Вадим Павчинский - Орлиное гнездо
Люди сидели тесным кружком. Переговаривались вполголоса, чтобы не обнаружить себя. Потом один из товарищей — приземистый, с крупной головой, с чистым и открытым лицом, похожий на рабочего и по обличью и по одежде, — взял слово. Это и был Костя Суханов. Егору он понравился. Он сумел просто и понятно объяснить многое из того, в чем сам Егор разбирался плохо. Калитаев верил каждому слову молодого большевика — так честно и правдиво говорил он.

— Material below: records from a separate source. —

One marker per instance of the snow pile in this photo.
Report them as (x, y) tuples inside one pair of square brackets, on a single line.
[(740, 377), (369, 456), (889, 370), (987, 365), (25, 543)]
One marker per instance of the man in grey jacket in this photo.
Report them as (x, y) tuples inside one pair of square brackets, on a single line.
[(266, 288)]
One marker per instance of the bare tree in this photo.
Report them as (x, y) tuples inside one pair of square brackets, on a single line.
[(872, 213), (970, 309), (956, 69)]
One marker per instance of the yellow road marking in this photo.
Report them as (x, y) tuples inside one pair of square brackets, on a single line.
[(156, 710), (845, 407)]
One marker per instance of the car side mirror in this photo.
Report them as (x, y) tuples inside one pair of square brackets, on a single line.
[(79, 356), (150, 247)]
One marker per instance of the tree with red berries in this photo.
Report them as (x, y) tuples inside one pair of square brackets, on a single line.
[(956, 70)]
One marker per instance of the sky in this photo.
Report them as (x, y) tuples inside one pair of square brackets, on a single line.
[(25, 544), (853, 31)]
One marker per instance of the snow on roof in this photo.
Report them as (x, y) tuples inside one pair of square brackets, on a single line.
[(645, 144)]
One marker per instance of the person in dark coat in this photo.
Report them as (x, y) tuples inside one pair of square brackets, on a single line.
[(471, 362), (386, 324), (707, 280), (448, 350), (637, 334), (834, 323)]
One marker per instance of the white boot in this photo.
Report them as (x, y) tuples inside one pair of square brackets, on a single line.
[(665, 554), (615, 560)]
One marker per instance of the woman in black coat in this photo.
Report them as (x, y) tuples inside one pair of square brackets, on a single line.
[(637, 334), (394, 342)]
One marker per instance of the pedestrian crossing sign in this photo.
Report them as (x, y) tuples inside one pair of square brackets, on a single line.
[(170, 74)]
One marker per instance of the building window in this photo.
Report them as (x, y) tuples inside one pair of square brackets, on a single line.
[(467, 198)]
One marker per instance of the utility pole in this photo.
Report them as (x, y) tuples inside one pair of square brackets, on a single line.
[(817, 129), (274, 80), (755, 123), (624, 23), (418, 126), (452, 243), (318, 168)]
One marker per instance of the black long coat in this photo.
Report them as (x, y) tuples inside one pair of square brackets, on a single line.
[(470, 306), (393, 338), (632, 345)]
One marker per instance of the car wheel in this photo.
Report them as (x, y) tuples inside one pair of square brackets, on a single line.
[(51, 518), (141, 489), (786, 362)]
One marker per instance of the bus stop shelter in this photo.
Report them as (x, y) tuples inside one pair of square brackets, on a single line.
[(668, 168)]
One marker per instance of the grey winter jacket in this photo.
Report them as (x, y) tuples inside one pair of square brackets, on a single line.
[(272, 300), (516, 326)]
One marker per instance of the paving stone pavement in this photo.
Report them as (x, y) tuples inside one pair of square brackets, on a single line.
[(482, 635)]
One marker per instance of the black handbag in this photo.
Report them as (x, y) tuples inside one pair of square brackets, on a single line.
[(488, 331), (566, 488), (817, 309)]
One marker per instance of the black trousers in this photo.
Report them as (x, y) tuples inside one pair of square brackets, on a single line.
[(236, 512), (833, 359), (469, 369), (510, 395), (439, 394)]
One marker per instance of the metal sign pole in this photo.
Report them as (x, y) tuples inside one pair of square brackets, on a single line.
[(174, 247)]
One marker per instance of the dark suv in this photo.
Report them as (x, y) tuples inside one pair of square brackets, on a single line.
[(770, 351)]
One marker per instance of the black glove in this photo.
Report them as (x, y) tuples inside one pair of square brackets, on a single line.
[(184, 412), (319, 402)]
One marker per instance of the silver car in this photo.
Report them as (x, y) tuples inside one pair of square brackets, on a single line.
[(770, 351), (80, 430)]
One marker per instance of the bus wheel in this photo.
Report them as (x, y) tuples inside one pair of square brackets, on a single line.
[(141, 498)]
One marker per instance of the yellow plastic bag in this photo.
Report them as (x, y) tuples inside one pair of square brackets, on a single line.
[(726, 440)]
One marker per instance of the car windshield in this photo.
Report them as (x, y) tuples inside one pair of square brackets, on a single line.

Заслушавшись, рабочие не заметили, как место собрания было оцеплено жандармами и полицейскими. Егор и еще несколько рабочих попытались вырвать Суханова из рук жандармов. Но безуспешно. Полиция арестовала, более двадцати участников собрания.
Егор шел в тюрьму мимо своего дома. Шел без страха и уныния. Он твердо ступал по каменистой земле, поросшей сладковато-пахучей ромашкой и горькой полынью.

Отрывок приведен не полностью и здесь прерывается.